High consumption of aspartame adds an additional cardiac muscle toxin: methanol. A number of studies have shown that consuming aspartame and MSG (and similar excitotoxins) together greatly magnifies the toxicity.
Young people live on junk foods, most of which contain a number of excitotoxic additives. Several studies have shown that the levels consumed by our youth equal those that cause damage in experimental animals. Unfortunately, humans are 5X more sensitive to these toxins than any animal.

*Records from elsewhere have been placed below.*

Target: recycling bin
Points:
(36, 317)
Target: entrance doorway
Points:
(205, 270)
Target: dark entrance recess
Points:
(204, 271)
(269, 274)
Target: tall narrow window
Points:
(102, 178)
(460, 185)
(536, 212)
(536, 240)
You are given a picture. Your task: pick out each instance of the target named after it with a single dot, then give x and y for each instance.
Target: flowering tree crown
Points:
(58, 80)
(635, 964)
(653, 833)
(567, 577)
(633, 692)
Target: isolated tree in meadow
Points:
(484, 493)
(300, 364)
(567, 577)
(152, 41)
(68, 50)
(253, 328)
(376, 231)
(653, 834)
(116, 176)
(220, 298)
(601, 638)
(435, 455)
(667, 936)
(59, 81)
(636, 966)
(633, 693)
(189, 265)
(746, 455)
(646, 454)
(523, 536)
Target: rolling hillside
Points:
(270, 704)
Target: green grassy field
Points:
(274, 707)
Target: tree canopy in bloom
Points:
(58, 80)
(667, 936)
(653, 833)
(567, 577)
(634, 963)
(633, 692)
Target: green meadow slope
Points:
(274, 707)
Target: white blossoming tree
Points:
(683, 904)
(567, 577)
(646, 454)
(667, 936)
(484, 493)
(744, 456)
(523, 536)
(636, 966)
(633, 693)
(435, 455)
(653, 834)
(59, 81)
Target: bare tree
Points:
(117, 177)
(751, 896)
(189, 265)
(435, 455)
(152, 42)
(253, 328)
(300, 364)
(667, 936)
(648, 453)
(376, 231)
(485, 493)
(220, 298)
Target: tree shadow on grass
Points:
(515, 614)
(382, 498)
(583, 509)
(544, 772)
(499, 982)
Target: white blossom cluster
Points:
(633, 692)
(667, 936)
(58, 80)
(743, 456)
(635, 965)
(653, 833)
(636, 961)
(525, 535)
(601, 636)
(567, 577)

Most people over age fifty years are depleted of magnesium, have low omega-3 fat intakes, are under stress, and take a number of medications that compromise nutrition, especially magnesium levels. Because seniors are more likely to have coronary artery disease plus other medical conditions, their risk of sudden cardiac death is even higher.
Both athletes and those over age forty-five should take magnesium supplements, antioxidants, omega-3 oils, eat more vegetables and avoid foods and artificial sweeteners containing excitotoxins such as aspartame and MSG. This accomplishes a lot more than attempting to rescue a victim with an external defibrillator after the fact.
Dr. Blaylock’s website is http://www.russellblaylockmd.com. He is the author of “Excitotoxins: The Taste That Kills and Health & Nutrition Secrets to Save Your Life.” He can be seen in the movie on aspartame, “Sweet Misery: A Poisoned World.”
In the movie, “Sweet Misery,” Diane Fleming is interviewed from prison. Her husband, an aspartame addict, who played basketball several times a week, died and she was charged with his death. Several experts have written affidavits that Charles Fleming died from aspartame.